Fluorescence imaging is used widely to visualize biological processes, as well as cells (in-vivo and in-vitro) and has revolutionized the field of biomedical research. Semiconductor quantum dots have become a critical diagnostic tool for discerning cellular function at the molecular level. Their high brightness, long-lasting, size-dependent, tunability, and narrow luminescence set them apart from conventional fluorescent dyes. Quantum dots are being developed for a variety of biologically oriented applications, including fluorescent assays for drug discovery, disease detection, single protein tracking, and intracellular reporting. Despite these advantages, there are several challenges that QD imaging suppliers face, including heavy metal toxicity, elimination of reagents from the body, and auto-fluorescence from biological chromophores.
AQM has addressed each of the aforementioned challenges with the development of its silicon nanoparticles. Silicon holds considerable potential for in-vivo bioimaging applications due to its intrinsic tunable photoluminescence, non-toxicity, biodegradability and its large specific capacity for drug loading. SiQDs are small, elemental and are biocompatible with the human body. SiQDs will eventually dissolve to form silicic acid, a positive therapeutic and biological compound easily processed through the renal system.

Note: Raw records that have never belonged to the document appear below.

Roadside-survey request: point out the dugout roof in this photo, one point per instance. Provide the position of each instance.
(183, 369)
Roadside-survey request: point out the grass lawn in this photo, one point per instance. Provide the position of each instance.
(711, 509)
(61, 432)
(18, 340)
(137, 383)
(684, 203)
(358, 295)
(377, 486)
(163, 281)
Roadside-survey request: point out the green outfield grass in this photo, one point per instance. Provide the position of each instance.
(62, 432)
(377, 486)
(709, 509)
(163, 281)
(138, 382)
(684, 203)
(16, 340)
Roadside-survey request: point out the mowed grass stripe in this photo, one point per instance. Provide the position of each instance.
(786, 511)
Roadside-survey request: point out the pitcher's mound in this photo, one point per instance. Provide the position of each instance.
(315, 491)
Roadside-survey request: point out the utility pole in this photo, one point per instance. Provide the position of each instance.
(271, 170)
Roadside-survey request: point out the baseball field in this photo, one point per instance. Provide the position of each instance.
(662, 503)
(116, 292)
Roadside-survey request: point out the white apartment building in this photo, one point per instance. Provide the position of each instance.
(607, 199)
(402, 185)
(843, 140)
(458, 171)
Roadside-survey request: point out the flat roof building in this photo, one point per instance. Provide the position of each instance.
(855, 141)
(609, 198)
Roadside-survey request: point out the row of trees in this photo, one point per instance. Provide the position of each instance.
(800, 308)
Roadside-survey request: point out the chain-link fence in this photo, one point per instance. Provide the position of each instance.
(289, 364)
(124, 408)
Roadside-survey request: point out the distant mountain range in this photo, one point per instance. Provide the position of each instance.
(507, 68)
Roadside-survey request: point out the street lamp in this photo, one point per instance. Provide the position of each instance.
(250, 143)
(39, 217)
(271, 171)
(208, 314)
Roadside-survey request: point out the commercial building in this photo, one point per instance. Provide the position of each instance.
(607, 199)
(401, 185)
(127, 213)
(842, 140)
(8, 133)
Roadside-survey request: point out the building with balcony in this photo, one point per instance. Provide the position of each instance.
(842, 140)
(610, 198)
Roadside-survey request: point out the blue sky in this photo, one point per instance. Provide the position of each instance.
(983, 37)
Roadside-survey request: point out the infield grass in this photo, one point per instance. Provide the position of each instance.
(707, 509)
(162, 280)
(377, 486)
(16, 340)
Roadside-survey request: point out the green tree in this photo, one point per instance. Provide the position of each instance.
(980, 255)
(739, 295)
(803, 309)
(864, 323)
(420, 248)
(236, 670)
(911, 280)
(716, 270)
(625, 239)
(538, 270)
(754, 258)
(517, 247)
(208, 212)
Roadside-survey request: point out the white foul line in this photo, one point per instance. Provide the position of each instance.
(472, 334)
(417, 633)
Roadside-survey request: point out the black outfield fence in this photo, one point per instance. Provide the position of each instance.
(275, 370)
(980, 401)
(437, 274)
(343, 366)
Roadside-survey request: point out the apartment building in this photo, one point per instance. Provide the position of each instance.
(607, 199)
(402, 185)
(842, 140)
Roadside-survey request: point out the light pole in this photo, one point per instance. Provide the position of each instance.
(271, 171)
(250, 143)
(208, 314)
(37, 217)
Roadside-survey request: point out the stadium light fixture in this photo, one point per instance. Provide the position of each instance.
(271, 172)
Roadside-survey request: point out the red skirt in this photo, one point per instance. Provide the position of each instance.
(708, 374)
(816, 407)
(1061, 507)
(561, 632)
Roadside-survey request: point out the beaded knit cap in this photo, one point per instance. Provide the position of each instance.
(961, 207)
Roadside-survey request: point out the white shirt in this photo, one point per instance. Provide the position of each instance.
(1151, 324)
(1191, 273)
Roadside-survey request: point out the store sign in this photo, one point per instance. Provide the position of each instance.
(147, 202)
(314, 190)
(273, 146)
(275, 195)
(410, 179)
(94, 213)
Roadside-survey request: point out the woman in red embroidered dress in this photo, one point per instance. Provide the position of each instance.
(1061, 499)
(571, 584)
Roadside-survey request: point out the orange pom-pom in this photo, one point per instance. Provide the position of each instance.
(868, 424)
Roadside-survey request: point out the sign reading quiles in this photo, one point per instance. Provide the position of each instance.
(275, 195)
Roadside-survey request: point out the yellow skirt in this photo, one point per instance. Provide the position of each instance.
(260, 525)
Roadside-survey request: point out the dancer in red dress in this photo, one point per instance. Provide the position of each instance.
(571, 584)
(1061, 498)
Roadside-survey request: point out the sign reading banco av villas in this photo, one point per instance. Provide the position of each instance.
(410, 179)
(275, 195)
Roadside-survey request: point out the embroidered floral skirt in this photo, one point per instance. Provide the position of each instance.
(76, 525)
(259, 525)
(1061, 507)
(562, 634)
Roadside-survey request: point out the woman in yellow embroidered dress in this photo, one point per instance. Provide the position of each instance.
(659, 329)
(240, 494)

As silicon is an indirect bandgap semiconductor, it has a much longer-lived excited-state than direct bandgap semiconductors such as CdS or CdSe. This property translates to nanoscale silicon and thereby displays photoluminescent lifetimes on the order of 100 ns to several microseconds. By taking advantage of this property, we see the potential for the application of our patented SiQDs for fluorescence in-vivo bioimaging. The remarkably long emission lifetime (5-130 μs) of photoluminescent porous silicon nanoparticles allows time-gated imaging of tissues in-vivo, completely eliminating shorter-lived (<10 ns) emission signals from organic chromophores or tissue auto-fluorescence.